With audio being so important to a good VR experience, I figured there should be a discussion on this very topic. I’ve done some research on the subject, however, I am by no means an audio engineer nor physicist. Here is some info that I’ve gathered that will need processed from within the engine:
- Reverb/Echo: Bouncing of the soundwave
- Diffraction: How the sound passes through openings in the geometry
- Refraction: “Dimming” the sound as it passes through solid geometry
Now, these three phenomena are highly dependent on the material. So, PBR materials will definitely play apart in this entire thing. What I propose, is to include the necessary variables/properties of the material, so that the audio processing engine can then use these variables to calculate the above acoustic phenomena. A good website that lists a whole lot of these known properties is located here.. This list was compiled by the Onda corporation, so props to them. They have listings for solids, liquids, gases, rubbers, and plastics; to name a few.
This entire thing looks pretty familiar, or it should. This is what GI does. So along with baking lightmaps, we should now bake, umm, audiomaps (?).

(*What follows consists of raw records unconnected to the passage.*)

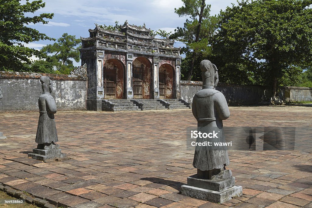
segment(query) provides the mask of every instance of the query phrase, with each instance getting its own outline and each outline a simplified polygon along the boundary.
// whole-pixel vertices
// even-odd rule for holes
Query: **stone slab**
[[[34,153],[28,153],[28,157],[31,157],[33,159],[42,160],[44,162],[52,160],[59,158],[63,158],[66,157],[66,154],[59,154],[51,155],[41,155]]]
[[[61,154],[61,149],[33,149],[32,153],[40,155],[53,155]]]
[[[209,180],[197,177],[197,175],[188,177],[188,185],[197,188],[221,191],[235,185],[235,177],[220,180]]]
[[[181,186],[181,194],[198,199],[215,203],[223,203],[236,196],[241,196],[243,188],[234,186],[221,191],[216,191],[201,188],[183,185]]]

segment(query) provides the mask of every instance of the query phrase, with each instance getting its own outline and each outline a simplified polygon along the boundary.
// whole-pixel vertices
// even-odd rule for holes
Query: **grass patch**
[[[289,102],[288,104],[311,104],[312,101],[302,101],[300,102]]]

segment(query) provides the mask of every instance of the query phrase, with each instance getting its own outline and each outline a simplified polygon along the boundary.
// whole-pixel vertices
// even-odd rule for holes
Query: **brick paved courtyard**
[[[224,126],[312,127],[309,107],[230,109]],[[7,138],[0,140],[0,188],[75,207],[312,207],[311,131],[295,151],[229,151],[243,194],[220,205],[178,194],[196,172],[186,146],[186,128],[197,125],[190,109],[55,116],[58,143],[71,159],[44,163],[27,154],[36,146],[38,113],[0,113]]]

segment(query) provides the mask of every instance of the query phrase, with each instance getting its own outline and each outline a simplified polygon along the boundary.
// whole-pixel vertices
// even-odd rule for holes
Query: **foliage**
[[[52,19],[52,13],[43,13],[32,17],[26,16],[33,13],[45,3],[41,0],[0,0],[0,70],[19,70],[23,63],[30,63],[33,55],[42,57],[41,51],[25,47],[23,44],[41,40],[53,40],[46,34],[27,27],[30,24],[47,24],[45,18]]]
[[[127,22],[126,20],[126,21],[125,22],[125,23]],[[100,27],[100,28],[103,29],[108,30],[109,30],[115,31],[115,32],[121,32],[121,31],[120,28],[120,26],[121,26],[120,25],[119,25],[119,22],[116,21],[115,21],[115,25],[108,25],[106,26],[106,25],[98,25],[97,26]]]
[[[80,60],[81,42],[81,40],[76,39],[75,36],[65,33],[57,39],[57,42],[44,46],[41,51],[48,55],[53,54],[48,56],[46,60],[55,66],[56,73],[69,74],[75,67],[70,59],[76,62]]]
[[[190,56],[186,58],[190,60],[191,62],[189,65],[185,66],[187,68],[183,70],[188,71],[184,78],[190,80],[194,75],[193,67],[199,66],[199,63],[195,61],[196,56],[206,57],[211,53],[211,38],[217,28],[219,17],[210,16],[211,6],[206,5],[205,0],[182,1],[184,6],[175,8],[175,12],[179,17],[188,16],[190,19],[187,19],[183,27],[177,27],[169,38],[182,42],[186,45],[181,52]]]
[[[293,83],[299,69],[311,65],[311,4],[243,0],[222,12],[212,46],[220,74],[229,82],[271,86],[275,99],[279,85]]]
[[[301,75],[301,83],[297,85],[299,87],[312,87],[312,67],[309,66]]]

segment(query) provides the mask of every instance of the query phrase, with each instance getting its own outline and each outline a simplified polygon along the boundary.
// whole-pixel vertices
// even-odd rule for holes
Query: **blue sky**
[[[211,5],[212,15],[218,13],[236,0],[206,0]],[[36,24],[30,27],[40,32],[56,39],[64,33],[74,35],[76,38],[89,36],[88,30],[94,29],[94,24],[114,25],[117,20],[122,24],[127,20],[129,24],[143,25],[156,30],[173,31],[177,27],[183,27],[187,17],[179,17],[174,8],[183,5],[181,0],[44,0],[46,6],[35,14],[43,12],[54,13],[53,18],[47,24]],[[32,14],[30,14],[30,16]],[[41,41],[30,43],[26,46],[40,49],[53,41]],[[177,43],[175,47],[181,44]],[[75,64],[79,65],[80,63]]]

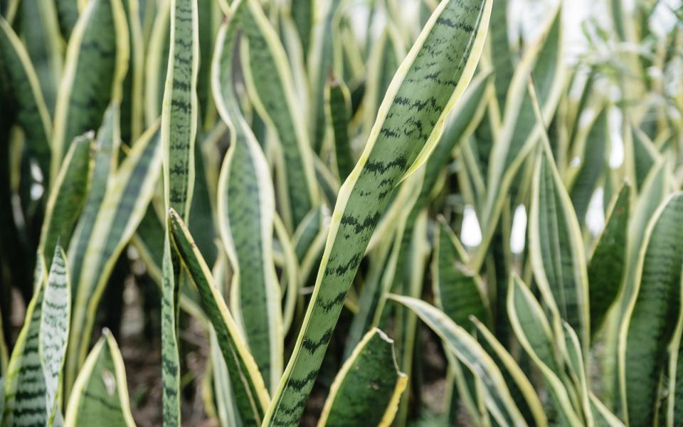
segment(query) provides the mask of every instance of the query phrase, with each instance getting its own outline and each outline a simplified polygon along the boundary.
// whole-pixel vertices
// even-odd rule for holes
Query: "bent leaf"
[[[242,422],[259,426],[269,400],[263,379],[213,283],[211,270],[180,216],[172,209],[169,212],[169,221],[175,248],[199,290],[202,306],[216,331]]]
[[[628,423],[640,426],[655,416],[666,347],[680,310],[683,265],[683,194],[669,196],[647,226],[635,289],[619,339],[622,399]]]
[[[334,378],[318,426],[390,426],[407,383],[396,364],[393,340],[374,328]]]
[[[490,9],[489,1],[442,2],[390,85],[365,150],[337,197],[312,300],[265,425],[298,423],[388,196],[438,141],[472,78]]]
[[[123,359],[108,330],[102,331],[78,374],[67,405],[64,426],[135,426]]]

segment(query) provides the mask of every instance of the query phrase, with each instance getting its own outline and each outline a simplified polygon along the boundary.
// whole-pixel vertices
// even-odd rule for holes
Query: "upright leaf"
[[[57,93],[51,181],[72,139],[98,127],[110,100],[120,99],[127,68],[128,28],[121,0],[88,1],[69,38]]]
[[[36,263],[33,297],[26,307],[23,326],[16,339],[4,381],[3,426],[45,426],[45,376],[40,357],[40,329],[45,294],[45,261]]]
[[[621,289],[626,264],[626,234],[630,211],[630,186],[624,184],[607,215],[588,263],[591,335],[600,329]]]
[[[683,194],[670,196],[650,221],[635,288],[620,325],[620,376],[628,423],[655,416],[667,346],[680,310],[683,265]]]
[[[299,422],[387,196],[424,163],[440,137],[474,73],[490,8],[490,1],[443,1],[394,77],[365,150],[340,190],[312,300],[265,425]]]
[[[157,126],[142,135],[121,162],[104,195],[92,233],[83,254],[80,270],[72,277],[73,313],[66,367],[67,390],[88,355],[97,307],[112,269],[142,220],[161,172]],[[80,253],[74,251],[73,253]]]
[[[529,251],[544,302],[590,340],[588,272],[583,241],[571,201],[544,144],[536,160],[529,214]]]
[[[197,134],[197,73],[199,28],[197,0],[171,0],[169,62],[160,130],[164,153],[164,201],[189,219],[194,185],[194,143]],[[165,426],[179,426],[180,361],[178,353],[178,295],[180,265],[171,251],[168,226],[162,262],[162,354],[164,359],[163,413]]]
[[[58,244],[55,248],[41,310],[39,354],[45,377],[46,414],[51,426],[60,413],[62,367],[69,336],[71,295],[66,255]],[[58,416],[60,417],[60,413]]]
[[[517,339],[540,369],[548,385],[558,412],[556,421],[563,426],[581,425],[583,421],[572,406],[566,386],[563,384],[564,366],[559,359],[550,324],[541,305],[517,276],[511,277],[508,285],[507,311]],[[560,336],[558,339],[563,337]]]
[[[325,102],[327,115],[332,125],[334,143],[334,159],[337,173],[344,181],[356,164],[351,149],[349,123],[351,121],[351,95],[344,82],[334,79],[325,86]]]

There will be some cases for different audio projectors as well. As with lights, we would need both an omni sound source, as well as a directional sound source. The directional source does transmit the sound in an omni fashion, however, it would have an… FOV? setting, which by default should be ~ 180 degrees with the falloff of another 180 degrees. Use case scenarios of each type of sound transmiter:
Omni-directional sound: An explosion
Directional sound: Speech
So, I guess I’ll end it here and open the floor to you guys. What are your thoughts / ideas? How can we implement this? What is the overhead for something of this caliber? I know that audio is usually processed by the CPU, and with what I’ve seen with today’s games, the CPU is hardly used at all, so we should be good on that front.